Is background TV harmless?

children and background TV

Background TV seems so harmless. After all, no one is watching it, is it even a screen? 

While background TV may seem harmless, it’s actually one of the most studied areas of tech and little brains, and too much background TV is linked to slower language development and lower levels of focus. Background TV changes the ambiance of the house, so everyone is only partially listening to each other. It changes how we interact with our little ones and how engrossed they can get in their play...which is their life’s work!

So, if one is watching that TV, we suggest turning it off! That way, your little one can hear you and continue their life’s work (PLAY!)  

Does a silent house terrify you? That's okay. You are NOT ALONE. You need to take care of yourself, so you can take care of your little one. If you can’t bring yourself to turn the TV off completely, try one of the following: 

  1. Reduce it. Try to cut your background TV time in half this week. See if you can still feel good throughout the day with half the noise. You may just find you like it.
  2. Swap background TV for music. If you aren’t really watching the TV but just want noise in the house, put on some gentle music. Music is amazing as it doubles as an activity for your little one--your living room becomes an immediate dance party or sing-along. If the dance party isn’t the main activity, play gentle music in the background, preferably some without lyrics. While background TV can negatively impact language and brain development, soft music does the opposite.
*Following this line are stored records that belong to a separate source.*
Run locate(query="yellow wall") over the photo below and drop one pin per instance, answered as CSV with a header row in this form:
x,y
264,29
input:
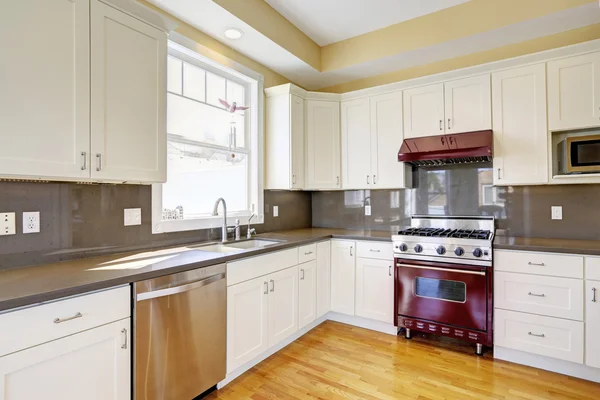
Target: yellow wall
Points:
x,y
272,78
562,39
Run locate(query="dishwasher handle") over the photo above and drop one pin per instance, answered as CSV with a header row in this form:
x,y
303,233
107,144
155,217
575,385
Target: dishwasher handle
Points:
x,y
180,289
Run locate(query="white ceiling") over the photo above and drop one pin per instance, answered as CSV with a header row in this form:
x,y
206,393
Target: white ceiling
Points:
x,y
329,21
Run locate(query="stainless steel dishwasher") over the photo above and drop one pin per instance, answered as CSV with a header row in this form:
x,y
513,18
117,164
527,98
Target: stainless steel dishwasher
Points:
x,y
180,334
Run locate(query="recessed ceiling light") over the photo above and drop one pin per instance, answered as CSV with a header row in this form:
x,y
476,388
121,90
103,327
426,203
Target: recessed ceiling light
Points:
x,y
233,33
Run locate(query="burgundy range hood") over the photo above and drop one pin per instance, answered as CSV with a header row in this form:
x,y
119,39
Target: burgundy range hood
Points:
x,y
460,148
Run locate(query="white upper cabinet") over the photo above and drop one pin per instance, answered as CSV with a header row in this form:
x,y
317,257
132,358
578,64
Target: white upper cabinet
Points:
x,y
356,144
128,108
386,138
574,92
468,104
424,111
519,123
323,144
45,96
284,142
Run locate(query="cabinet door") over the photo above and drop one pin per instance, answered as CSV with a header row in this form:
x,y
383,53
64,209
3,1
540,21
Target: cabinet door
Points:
x,y
94,364
519,121
386,138
283,305
307,293
424,111
323,145
592,323
574,92
468,104
343,255
297,127
44,101
246,321
375,289
128,110
356,144
323,278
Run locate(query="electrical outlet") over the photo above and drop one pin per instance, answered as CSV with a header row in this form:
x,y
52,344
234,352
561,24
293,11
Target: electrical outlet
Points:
x,y
556,212
31,222
133,216
7,224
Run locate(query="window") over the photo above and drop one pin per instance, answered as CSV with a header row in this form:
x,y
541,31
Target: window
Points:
x,y
211,151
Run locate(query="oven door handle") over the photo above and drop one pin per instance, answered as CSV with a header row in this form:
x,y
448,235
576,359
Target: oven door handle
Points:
x,y
459,271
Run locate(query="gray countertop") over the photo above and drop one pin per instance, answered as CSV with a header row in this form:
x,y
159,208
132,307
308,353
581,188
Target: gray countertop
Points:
x,y
30,285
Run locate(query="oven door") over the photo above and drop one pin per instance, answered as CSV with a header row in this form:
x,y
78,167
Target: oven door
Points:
x,y
447,294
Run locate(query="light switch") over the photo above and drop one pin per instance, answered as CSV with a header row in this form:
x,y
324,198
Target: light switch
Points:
x,y
556,212
7,224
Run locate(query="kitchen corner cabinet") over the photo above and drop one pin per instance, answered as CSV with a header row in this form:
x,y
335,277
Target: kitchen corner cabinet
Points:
x,y
457,106
574,92
519,123
284,142
66,118
92,365
323,144
371,137
343,265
It’s known to POSITIVELY impact little ones, so make the switch!

What about my adult shows? If they are on as background TV, you aren’t really watching them anyway, which is a bummer for you. Instead, record your shows to watch during nap or bedtime. Those shows are for YOU, and we want you to watch them without distraction!

All this to say, TVs should be on when we watch them! The rest of the time, declutter your space with some calm, some music, some dance parties, and some fun.